Tex Gunning, chief executive officer of LeasePlan, said: “This quarter saw solid growth in our Car-as-a-Service and CarNext.com businesses. Net result was impacted by the investment decisions we took in relation to our long-term growth initiatives in CarNext.com and the strategic restructuring of our IT architecture.

The Car-as-a-Service market is expected to grow substantially over the next 5-10 years driven by the mega trend from “car ownership to mobility as a service”. In order to be able to deliver these new mobility services to millions of customers, we need a business model that is entirely digital, meaning delivering digital services at digital cost levels and leveraging our rich data sources through AI technologies. This requires a digital architecture that is flexible, scalable and adaptable to new emerging digital platforms and digital technologies.

“Traditional process-oriented IT architectures are not fit for purpose in the digital world and therefore we have taken the strategic decision to stop the development of our Core Leasing System in favour of a more dynamic and modular Next Generation Digital Architecture.
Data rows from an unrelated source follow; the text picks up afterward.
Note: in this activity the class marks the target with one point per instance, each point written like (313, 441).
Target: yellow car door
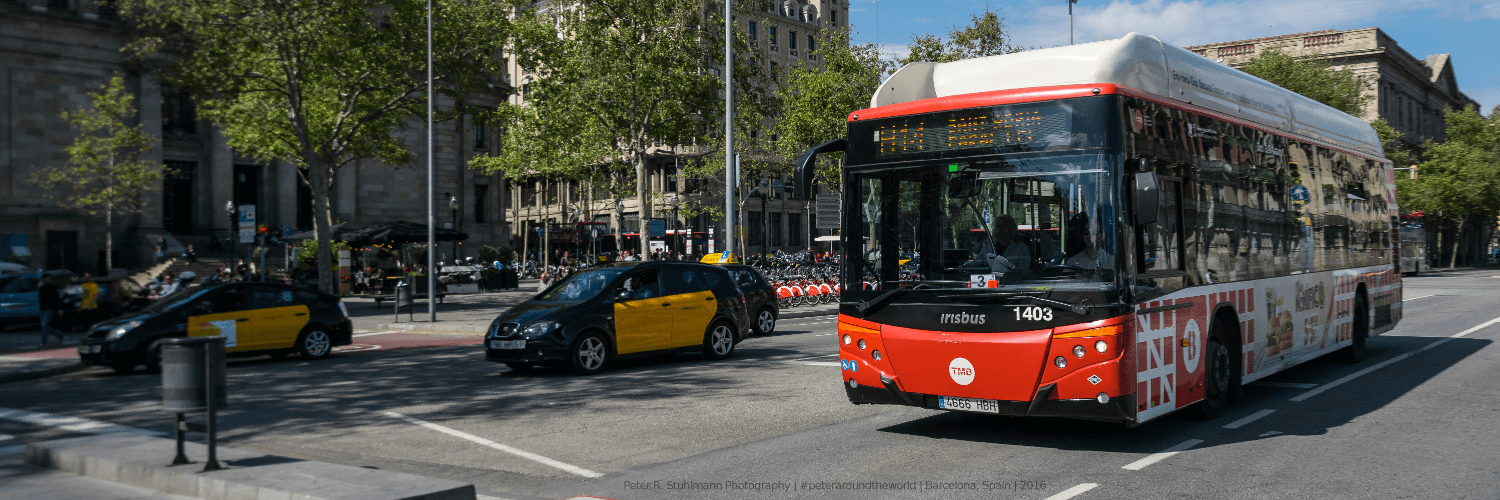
(276, 317)
(644, 319)
(692, 304)
(221, 313)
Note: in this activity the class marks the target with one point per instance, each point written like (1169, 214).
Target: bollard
(194, 380)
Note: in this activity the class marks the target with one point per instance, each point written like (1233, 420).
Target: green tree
(320, 84)
(107, 168)
(1460, 177)
(617, 83)
(1313, 78)
(984, 36)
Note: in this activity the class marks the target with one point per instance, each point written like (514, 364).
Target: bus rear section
(1067, 371)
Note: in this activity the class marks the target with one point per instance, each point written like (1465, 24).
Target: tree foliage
(984, 36)
(320, 84)
(612, 84)
(107, 168)
(1313, 78)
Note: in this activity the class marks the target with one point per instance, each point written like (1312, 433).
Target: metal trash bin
(194, 380)
(189, 367)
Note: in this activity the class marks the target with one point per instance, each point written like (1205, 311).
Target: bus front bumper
(1121, 409)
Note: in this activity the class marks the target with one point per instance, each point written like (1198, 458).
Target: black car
(602, 313)
(254, 317)
(759, 298)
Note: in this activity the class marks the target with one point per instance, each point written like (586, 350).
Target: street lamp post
(228, 210)
(453, 209)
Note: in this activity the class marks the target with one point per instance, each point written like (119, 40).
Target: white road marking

While leading to an impairment charge this quarter, this architecture will enable us in the future to offer a new range of smart fleet products and services to millions of customers with significant expected efficiency benefits.”

This month LeasePlan appointed a chief financial officer who will also sit as a member of the board. Jochen Sutor joins LeasePlan from Commerzbank, where he served the last six years as global head of finance.